Is your mortgage up for renewal? How to lessen the coming sticker shock

Interest rate increases this year have been so steep that Canadians renewing their mortgages in the next six months could face larger payments, even if they’ve been hacking away at their principal for years.

For years, borrowers coming to the end of their mortgage term would face rates that were marginally higher at worst and considerably lower at best, said Ron Butler, mortgage broker at Butler Mortgage Inc.

Now, though, soaring interest rates mean many homeowners are contending with significantly higher borrowing costs at renewal, he added.

“I don’t think the public has seen this for a very, very long time,” Mr. Butler said.

For example, take the hypothetical case of a Toronto homeowner who bought an averaged-priced home in the city for $822,510 in July, 2017, with 20 per cent down. Back then, the borrower got a five-year fixed rate of 2.69 per cent amortized over 25 years, which translated into a monthly payment of $3,010.

Now suppose this borrower is renewing this month at what is, for today’s standards, a competitive rate of 4.59 per cent. This homeowner would face a new monthly payment for $3,551 – $541 more a month or $6,492 a year – according to calculations provided by financial products comparison site

In real life, many borrowers with impending renewals aren’t getting quite such a sticker shock, said James Laird, co-CEO of Ratehub Inc., which runs the site and has its own in-house mortgage brokerage.

That’s because borrowers can lock in fixed rates up to 120 days prior to renewal, Mr. Laid noted. This means many who are renewing now are doing so at the rates that were available in April.
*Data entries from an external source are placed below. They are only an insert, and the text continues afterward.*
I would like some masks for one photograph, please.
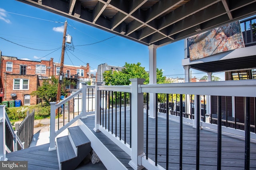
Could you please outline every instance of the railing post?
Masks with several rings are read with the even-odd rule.
[[[140,92],[139,86],[143,84],[143,78],[130,79],[132,82],[131,92],[132,108],[132,152],[129,164],[134,170],[144,167],[141,164],[141,158],[144,151],[143,94]],[[147,115],[148,116],[148,115]]]
[[[193,127],[195,129],[196,129],[196,123],[197,122],[197,120],[198,119],[197,118],[198,116],[196,113],[198,111],[198,110],[200,114],[199,114],[199,121],[200,125],[200,129],[202,129],[202,122],[201,121],[201,107],[200,104],[200,95],[195,95],[195,98],[194,100],[194,125],[193,125]],[[199,104],[198,104],[199,103]],[[198,107],[199,106],[199,107]]]
[[[95,132],[99,132],[99,125],[100,123],[100,91],[98,90],[98,86],[101,86],[102,82],[96,82],[95,86],[95,126],[93,130]]]
[[[55,110],[56,104],[57,102],[50,102],[51,106],[51,113],[50,128],[50,147],[49,151],[56,149],[55,147]]]
[[[86,103],[87,102],[86,99],[86,90],[87,89],[87,84],[82,83],[82,115],[81,119],[84,119],[87,117],[86,116]],[[89,98],[88,98],[89,100]]]
[[[7,160],[5,151],[5,107],[4,105],[0,106],[0,160]]]

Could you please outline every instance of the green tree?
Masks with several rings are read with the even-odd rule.
[[[208,80],[208,76],[204,76],[200,78],[200,80]],[[219,77],[214,76],[212,76],[212,81],[216,82],[217,81],[220,81],[220,78]]]
[[[58,79],[54,76],[52,76],[49,79],[44,79],[42,86],[38,86],[37,90],[32,92],[30,94],[32,96],[37,96],[38,98],[42,99],[47,105],[50,105],[50,102],[56,102]],[[68,91],[65,87],[70,84],[75,85],[76,83],[70,80],[64,78],[61,84],[61,94],[66,96]]]
[[[130,78],[145,78],[144,84],[149,82],[148,73],[145,68],[140,66],[141,64],[128,64],[125,63],[124,67],[121,71],[112,70],[106,71],[103,73],[104,81],[107,85],[128,85],[131,82]],[[156,79],[158,83],[163,83],[165,77],[163,77],[162,69],[156,69]]]

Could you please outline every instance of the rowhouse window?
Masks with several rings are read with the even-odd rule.
[[[82,69],[78,69],[76,70],[76,74],[77,74],[79,76],[83,77],[84,70]]]
[[[13,90],[28,90],[28,79],[14,79]]]
[[[46,74],[46,66],[45,65],[36,65],[36,73]]]
[[[26,75],[26,70],[27,66],[24,65],[20,65],[20,75]]]
[[[6,71],[12,71],[12,62],[6,62]]]
[[[60,75],[60,67],[56,67],[56,75],[58,76]]]

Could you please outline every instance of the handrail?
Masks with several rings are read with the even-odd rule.
[[[64,130],[68,127],[70,125],[74,123],[79,119],[82,117],[83,116],[86,116],[86,110],[82,109],[82,111],[80,114],[74,117],[69,122],[64,125],[60,129],[57,131],[55,130],[55,111],[59,107],[61,107],[62,105],[64,104],[66,102],[68,102],[71,99],[74,98],[79,95],[80,93],[82,93],[82,98],[86,99],[86,90],[89,88],[93,88],[94,86],[88,86],[86,84],[83,84],[83,88],[78,89],[76,92],[71,94],[69,96],[64,99],[63,100],[60,102],[58,103],[56,102],[50,102],[51,106],[51,113],[50,113],[50,146],[49,148],[49,150],[52,150],[56,149],[55,145],[55,139],[59,134],[62,132]],[[82,107],[85,107],[85,104],[82,104]],[[64,121],[64,120],[63,121]]]
[[[12,136],[13,139],[14,139],[14,151],[16,151],[18,150],[17,149],[17,143],[20,145],[22,149],[24,149],[24,143],[21,142],[20,139],[17,135],[17,131],[14,131],[12,128],[12,125],[11,124],[11,122],[9,119],[8,115],[6,111],[5,111],[5,122],[7,125],[9,129],[10,129],[11,133],[12,133]],[[4,142],[5,143],[5,142]],[[8,149],[10,149],[8,148]]]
David Larock, a mortgage agent with TMG The Mortgage Group, said the calls from concerned clients he’s fielding these days aren’t from borrowers who are renewing this summer, but from those whose terms end about six months from now. The common worry, he said, is that rates will be even higher by then.

Around 17 per cent of mortgages renew nationally every year, according to Mr. Butler, who said the number is the industry’s traditional estimate of annual churn. Of those, around 85 per cent have terms of five years, by far the most common mortgage agreement length in Canada. Another sizable chunk of renewals – roughly between 6 and 8 per cent – have terms of one year, with the rest made up of a mix of less popular contract lengths, he said.